The Henry Rutgers Houses, a public housing project built and maintained by the New York City Housing Authority (NYCHA), stands on the Lower East Side of Manhattan.

Drew Angerer via Getty Images

“We want to make sure our residents feel comfortable and like them, and make sure they work with our window configurations and space constraints in the apartments,” she said. “We want to get through at least one heating season before we say all the boxes are ticked.”

The plan then, Kenniff said, would be to buy and deploy more, and phase out the gas and oil-fired boiler systems that heat most NYCHA buildings. That will be a bigger step. NYCHA already has gas-fired generators in facilities that lost power during Superstorm Sandy in 2012. Kenniff said she hopes NYCHA can eventually replace those too with batteries and solar panels that can keep the lights and heat pumps on even if the power goes out.

Electricity prices in New York City are much higher than the national average, due to the state’s heavy reliance on fossil fuels and a market system that has failed to provide sufficient incentives for the infrastructure needed to keep pace. keep up with the growing demand of the metropolis. That has made electric heating unappealing to many homeowners, who prefer the gas stoves or oil boilers to which they are accustomed.
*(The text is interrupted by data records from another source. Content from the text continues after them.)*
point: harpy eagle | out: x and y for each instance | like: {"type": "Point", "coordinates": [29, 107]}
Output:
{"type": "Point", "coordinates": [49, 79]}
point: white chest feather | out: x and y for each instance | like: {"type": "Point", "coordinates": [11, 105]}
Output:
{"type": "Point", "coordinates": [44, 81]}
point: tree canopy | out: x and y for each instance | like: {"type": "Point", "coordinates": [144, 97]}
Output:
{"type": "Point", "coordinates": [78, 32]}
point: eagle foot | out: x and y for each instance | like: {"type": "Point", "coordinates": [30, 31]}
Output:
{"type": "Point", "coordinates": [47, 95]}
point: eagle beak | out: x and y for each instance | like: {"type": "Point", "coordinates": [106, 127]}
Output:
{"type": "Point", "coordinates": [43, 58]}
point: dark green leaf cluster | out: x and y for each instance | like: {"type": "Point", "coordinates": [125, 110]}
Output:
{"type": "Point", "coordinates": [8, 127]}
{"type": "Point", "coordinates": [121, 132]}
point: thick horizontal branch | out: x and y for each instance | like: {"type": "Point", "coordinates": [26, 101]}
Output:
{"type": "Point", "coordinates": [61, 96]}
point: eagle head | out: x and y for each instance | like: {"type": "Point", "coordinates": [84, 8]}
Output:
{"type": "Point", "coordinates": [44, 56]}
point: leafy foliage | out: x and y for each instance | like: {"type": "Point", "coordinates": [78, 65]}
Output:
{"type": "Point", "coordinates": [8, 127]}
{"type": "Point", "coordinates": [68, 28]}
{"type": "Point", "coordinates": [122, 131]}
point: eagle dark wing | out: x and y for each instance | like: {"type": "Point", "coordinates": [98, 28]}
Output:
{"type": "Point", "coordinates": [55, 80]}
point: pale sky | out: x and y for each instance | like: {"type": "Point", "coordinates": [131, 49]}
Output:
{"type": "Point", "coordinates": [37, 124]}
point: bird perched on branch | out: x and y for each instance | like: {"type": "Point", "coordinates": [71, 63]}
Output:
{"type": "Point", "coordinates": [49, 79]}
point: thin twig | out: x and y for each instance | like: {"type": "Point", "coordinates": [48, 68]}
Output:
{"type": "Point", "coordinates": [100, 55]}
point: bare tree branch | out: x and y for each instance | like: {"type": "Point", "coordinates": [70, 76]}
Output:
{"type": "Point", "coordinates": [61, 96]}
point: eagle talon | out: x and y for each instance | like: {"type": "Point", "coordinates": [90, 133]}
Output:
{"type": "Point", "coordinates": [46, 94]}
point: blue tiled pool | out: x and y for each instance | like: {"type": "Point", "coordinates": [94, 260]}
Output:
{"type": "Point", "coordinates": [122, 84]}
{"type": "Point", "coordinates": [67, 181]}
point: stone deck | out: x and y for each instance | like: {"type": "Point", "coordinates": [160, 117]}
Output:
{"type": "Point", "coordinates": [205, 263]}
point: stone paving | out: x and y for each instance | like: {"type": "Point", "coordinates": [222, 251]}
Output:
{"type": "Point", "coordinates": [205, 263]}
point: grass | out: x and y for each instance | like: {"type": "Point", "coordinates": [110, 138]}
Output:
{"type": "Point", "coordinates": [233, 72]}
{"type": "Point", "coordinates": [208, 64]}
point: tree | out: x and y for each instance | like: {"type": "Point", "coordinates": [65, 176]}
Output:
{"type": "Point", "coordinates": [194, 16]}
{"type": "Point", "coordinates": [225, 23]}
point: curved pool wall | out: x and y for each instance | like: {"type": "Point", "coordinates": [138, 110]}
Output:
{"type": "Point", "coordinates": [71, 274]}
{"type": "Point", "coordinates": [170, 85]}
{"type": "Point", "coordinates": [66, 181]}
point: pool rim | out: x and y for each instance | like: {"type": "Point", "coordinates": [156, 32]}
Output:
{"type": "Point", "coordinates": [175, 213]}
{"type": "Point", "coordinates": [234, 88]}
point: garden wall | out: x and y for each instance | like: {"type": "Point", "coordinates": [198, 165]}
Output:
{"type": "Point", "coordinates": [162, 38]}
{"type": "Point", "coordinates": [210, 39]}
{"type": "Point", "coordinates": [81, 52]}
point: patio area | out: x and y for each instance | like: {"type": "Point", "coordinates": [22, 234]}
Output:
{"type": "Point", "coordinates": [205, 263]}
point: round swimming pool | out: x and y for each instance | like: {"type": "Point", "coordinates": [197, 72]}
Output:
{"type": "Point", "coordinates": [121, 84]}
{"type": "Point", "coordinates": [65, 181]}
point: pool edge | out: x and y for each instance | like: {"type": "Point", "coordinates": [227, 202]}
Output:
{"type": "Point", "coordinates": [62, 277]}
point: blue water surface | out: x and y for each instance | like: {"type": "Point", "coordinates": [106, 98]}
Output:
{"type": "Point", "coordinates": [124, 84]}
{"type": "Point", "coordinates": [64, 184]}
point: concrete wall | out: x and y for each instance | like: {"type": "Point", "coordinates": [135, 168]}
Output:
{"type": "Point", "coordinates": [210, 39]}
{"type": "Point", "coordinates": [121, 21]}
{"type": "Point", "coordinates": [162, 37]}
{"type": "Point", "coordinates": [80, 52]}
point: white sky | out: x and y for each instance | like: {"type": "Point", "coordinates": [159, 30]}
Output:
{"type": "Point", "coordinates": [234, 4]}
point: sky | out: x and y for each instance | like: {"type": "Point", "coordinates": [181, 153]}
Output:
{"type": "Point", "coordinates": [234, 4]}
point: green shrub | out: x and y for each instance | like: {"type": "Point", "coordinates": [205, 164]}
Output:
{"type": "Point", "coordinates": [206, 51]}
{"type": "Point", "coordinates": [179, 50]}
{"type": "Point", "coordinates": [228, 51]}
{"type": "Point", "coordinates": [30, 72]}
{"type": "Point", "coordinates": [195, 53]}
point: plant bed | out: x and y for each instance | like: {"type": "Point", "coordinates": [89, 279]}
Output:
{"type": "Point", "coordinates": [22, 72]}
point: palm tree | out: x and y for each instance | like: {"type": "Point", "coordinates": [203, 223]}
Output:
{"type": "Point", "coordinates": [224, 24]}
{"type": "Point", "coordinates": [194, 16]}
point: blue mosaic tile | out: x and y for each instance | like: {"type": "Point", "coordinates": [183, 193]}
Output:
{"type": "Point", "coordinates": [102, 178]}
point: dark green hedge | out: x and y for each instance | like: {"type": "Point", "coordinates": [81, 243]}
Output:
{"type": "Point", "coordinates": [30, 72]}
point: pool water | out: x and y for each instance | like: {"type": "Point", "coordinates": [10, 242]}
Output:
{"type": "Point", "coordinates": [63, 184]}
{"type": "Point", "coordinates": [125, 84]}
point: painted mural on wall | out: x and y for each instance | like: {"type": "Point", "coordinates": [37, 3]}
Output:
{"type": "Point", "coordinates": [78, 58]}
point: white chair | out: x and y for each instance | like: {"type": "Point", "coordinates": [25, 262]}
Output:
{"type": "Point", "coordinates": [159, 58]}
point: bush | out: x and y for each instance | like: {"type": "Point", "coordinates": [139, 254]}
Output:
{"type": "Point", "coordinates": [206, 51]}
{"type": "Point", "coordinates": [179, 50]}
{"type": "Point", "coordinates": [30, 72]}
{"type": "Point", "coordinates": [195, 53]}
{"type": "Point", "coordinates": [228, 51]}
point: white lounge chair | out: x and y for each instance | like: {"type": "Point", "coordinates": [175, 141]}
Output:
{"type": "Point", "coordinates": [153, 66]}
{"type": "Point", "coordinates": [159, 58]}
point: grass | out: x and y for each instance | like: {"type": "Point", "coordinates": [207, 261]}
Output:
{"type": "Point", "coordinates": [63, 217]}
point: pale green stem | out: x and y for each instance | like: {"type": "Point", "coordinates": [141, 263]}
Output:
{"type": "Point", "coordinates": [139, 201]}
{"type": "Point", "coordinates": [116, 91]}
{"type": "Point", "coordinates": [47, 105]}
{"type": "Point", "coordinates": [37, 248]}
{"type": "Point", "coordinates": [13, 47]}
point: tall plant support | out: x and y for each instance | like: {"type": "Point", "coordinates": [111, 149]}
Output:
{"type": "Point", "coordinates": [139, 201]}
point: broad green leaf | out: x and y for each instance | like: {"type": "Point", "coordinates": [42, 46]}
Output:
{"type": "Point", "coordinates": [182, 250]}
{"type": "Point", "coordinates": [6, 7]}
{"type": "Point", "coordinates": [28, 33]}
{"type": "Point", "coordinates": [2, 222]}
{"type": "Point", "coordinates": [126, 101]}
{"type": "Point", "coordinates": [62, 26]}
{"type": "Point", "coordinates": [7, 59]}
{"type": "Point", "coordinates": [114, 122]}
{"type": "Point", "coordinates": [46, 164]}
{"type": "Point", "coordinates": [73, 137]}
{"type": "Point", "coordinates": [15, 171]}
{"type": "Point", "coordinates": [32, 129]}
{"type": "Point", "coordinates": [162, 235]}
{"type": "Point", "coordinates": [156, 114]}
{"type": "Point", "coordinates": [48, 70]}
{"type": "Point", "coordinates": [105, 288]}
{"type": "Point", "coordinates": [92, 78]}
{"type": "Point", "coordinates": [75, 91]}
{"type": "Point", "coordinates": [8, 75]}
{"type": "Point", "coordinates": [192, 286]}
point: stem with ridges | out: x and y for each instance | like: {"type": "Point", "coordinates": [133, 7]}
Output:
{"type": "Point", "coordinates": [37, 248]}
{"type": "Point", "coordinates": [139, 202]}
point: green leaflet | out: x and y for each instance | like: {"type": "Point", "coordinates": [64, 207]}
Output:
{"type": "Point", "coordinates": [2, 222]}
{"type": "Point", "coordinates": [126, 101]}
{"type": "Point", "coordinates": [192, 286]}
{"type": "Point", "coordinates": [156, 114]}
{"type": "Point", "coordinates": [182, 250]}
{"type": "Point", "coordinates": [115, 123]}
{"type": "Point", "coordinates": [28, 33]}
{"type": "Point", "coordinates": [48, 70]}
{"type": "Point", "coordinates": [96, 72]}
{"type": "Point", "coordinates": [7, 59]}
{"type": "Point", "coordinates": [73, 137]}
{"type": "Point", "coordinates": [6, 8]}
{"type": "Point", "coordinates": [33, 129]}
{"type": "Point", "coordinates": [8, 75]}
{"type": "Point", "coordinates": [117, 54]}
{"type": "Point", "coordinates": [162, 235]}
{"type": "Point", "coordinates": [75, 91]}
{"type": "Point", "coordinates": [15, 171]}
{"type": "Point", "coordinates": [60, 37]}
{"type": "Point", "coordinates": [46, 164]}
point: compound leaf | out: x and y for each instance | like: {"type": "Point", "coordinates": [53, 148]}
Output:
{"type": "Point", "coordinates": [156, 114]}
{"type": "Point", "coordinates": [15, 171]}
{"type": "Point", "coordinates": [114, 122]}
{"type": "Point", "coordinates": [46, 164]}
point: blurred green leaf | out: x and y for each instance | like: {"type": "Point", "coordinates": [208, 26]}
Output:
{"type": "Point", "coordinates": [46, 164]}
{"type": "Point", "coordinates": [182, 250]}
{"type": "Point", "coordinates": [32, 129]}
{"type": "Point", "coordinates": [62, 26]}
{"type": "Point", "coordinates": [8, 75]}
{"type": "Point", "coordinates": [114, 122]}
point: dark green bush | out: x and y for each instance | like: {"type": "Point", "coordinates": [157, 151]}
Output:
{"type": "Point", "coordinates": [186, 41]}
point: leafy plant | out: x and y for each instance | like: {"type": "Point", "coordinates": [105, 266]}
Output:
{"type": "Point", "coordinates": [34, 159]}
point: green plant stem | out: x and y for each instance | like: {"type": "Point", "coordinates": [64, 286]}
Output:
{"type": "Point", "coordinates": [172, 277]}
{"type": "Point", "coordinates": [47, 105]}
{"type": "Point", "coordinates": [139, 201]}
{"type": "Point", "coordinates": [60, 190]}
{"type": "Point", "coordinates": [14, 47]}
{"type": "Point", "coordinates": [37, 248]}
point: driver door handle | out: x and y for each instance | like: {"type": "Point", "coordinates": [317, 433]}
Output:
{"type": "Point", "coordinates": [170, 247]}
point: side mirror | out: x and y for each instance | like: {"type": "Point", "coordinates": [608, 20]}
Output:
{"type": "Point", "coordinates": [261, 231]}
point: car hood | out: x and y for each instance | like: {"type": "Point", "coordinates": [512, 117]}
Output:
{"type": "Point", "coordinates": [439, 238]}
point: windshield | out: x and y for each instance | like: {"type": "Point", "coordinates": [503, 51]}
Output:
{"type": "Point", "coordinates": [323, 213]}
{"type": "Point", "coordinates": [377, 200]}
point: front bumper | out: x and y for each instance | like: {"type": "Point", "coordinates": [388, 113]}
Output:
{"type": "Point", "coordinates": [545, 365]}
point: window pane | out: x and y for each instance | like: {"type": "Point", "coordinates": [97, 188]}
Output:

State-level government incentives, such as discounts of up to $10,000, are already beginning to tip the scales in favor of installing heat pumps. If the huge climate spending deal Democrats negotiated last week becomes law, homeowners who buy a heat pump could claim a new federal tax credit of up to $2,000.

For low-income NYCHA residents who don’t pay utility bills, that’s not much of a problem. But if those incentives spur a boom in heat pump installations around New York, NYCHA residents could benefit. The agency said it plans to train and hire residents to help install heat pumps, giving the experience the potential to lead to new careers.

“NYCHA is undergoing a transformation and we want to get it right,” said Kenniff. “As part of the process, we want to provide our residents with the opportunities that will ultimately be created by that transformation, be it an education or a job. I think that’s the key to everything.”